CHEERS to Stephanie Syjuco, for successfully bridging her interest in black markets with a commercial art fair, to critical acclaim. It’s a dicey proposition to put other artists and galleries’ livelihood (and by extension, one’s own popularity and career if there’s a bad fallout) at stake but Stephanie forged (ahem!) ahead with a great idea, and it’s proven to be a timely commentary on the art market and the economic climate. Read about Copystand, her project at the Frieze Art Fair on NYTimes.com and Guardian.co.uk.
These feats are admirable. It’s pretty extraordinary to be so committed to a vision and a practice. You could say that being an artist is like being a small business owner — the fact is, most people don’t have the stomach for the financial ups and downs, much less the creative ones.
There’s nothing wrong with being ambitious.
Calvin Tompkin’s recent profile of contemporary artist Urs Fishcher in the New Yorker left me with two major takeaways. Curiously, they had nothing to do with art practice — Fischer seems too mercurial to extract much substance in that area. Rather, I was quite impressed with Urs Fischer as an organization.

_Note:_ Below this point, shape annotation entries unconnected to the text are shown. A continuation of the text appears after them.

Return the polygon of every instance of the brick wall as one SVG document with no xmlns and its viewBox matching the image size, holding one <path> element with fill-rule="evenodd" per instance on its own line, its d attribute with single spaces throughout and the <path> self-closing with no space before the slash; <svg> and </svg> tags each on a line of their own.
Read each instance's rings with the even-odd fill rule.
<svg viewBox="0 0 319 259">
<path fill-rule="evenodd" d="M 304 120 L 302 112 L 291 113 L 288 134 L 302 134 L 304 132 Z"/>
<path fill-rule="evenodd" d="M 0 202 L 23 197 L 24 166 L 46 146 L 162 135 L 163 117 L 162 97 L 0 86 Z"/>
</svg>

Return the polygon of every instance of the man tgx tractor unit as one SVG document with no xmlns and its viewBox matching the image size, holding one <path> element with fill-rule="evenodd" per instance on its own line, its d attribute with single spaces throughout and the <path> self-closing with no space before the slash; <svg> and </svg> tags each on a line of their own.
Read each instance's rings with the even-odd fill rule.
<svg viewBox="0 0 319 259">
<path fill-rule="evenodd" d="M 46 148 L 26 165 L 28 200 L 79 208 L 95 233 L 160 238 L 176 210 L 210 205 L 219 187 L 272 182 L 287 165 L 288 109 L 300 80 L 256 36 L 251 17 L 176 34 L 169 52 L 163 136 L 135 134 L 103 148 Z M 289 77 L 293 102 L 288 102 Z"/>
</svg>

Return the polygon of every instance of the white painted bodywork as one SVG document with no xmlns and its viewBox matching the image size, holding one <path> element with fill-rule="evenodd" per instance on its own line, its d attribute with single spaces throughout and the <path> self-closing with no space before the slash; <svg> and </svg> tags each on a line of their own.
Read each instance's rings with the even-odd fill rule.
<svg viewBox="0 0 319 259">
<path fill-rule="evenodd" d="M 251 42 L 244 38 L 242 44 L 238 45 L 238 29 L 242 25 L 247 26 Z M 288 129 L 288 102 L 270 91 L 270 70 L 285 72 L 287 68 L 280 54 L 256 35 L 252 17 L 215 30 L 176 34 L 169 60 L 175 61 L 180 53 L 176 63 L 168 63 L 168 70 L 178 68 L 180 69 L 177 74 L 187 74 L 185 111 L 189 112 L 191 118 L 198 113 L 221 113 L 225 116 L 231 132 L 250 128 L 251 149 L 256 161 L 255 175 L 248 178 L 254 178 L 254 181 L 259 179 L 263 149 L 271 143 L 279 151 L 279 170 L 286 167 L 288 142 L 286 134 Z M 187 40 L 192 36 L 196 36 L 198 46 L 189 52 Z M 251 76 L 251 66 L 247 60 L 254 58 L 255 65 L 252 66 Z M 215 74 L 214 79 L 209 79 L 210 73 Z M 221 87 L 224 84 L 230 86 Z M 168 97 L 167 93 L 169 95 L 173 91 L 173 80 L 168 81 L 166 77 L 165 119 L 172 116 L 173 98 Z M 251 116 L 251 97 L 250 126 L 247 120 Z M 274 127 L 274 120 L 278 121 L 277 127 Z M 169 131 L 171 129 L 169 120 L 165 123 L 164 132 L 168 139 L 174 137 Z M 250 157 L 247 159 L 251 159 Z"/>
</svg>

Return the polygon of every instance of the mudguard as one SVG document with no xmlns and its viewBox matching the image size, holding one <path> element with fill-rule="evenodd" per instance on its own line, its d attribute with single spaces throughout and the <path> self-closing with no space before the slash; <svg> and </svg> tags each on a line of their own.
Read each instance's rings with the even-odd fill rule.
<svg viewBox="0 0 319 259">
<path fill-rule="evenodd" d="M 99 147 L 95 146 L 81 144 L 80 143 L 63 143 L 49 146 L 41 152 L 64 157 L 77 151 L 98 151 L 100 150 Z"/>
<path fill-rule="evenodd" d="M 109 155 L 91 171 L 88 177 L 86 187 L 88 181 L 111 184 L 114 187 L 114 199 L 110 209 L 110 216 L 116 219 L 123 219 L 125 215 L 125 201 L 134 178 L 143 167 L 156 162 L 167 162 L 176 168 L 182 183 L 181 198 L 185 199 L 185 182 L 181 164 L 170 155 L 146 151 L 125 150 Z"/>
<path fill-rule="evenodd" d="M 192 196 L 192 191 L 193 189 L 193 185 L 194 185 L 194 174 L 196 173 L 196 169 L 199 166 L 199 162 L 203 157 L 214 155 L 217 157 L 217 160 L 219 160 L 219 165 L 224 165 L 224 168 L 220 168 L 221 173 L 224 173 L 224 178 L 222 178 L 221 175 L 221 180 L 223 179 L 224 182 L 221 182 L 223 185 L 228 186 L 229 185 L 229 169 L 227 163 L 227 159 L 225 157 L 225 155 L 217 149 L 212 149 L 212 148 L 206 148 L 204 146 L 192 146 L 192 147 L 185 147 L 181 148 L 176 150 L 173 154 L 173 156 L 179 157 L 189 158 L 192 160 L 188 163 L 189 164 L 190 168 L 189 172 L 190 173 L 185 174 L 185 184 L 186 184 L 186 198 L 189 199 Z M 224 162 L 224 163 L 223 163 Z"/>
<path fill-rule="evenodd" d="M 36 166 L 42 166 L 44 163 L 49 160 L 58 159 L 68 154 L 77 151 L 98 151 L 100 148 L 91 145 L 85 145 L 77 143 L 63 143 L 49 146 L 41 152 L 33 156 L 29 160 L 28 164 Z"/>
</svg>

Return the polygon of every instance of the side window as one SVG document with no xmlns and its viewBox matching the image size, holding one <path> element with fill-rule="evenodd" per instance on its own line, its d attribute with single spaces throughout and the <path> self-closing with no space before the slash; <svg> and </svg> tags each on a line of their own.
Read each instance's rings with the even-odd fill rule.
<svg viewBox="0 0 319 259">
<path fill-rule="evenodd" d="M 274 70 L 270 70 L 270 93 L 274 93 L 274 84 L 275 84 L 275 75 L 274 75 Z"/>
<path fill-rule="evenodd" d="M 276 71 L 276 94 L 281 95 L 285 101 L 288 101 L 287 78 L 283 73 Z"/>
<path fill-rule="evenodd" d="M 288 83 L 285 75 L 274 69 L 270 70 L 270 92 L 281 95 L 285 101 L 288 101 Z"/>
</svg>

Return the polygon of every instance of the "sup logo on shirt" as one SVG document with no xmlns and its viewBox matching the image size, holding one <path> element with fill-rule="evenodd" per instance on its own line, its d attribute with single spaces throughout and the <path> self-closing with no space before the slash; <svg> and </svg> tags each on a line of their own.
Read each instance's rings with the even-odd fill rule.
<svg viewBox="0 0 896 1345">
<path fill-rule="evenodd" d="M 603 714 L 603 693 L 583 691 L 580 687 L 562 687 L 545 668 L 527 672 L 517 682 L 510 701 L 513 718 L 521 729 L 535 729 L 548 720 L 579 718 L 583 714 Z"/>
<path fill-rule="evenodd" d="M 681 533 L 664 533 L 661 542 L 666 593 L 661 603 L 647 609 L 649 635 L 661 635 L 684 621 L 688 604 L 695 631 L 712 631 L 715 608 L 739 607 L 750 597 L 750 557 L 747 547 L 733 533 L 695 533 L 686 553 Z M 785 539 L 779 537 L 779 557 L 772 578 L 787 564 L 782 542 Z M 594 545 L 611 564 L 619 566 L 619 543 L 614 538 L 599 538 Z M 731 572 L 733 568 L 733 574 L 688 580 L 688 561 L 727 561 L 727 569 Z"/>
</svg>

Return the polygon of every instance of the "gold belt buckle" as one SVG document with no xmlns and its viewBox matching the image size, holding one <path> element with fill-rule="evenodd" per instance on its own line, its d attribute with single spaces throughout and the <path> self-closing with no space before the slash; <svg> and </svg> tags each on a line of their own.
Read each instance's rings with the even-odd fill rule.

Tompkins described a visit to Fischer’s studio, where the staff ate lunch — loaves of french bread and cheese — communally in the studio kitchen. I loved this. If I ever have staff, I’d like it to be the kind of work environment where a convivial meal is part of the day. (I’d add tea, fruit and chutney to the pantry.)
Second, Fischer employed close friends whose honesty and judgment he could rely on. Only very successful international artists can command fees that allow for full-time staff, yet I find the idea of paying people who I love and trust, and treating them well as colleagues, to be really beautiful and inspiring.
It’s wildly ambitious for me to imagine myself in Fischer’s shoes. Yet these mental notes form a welcome alternative to the model of the lone artist toiling away in isolation and struggle.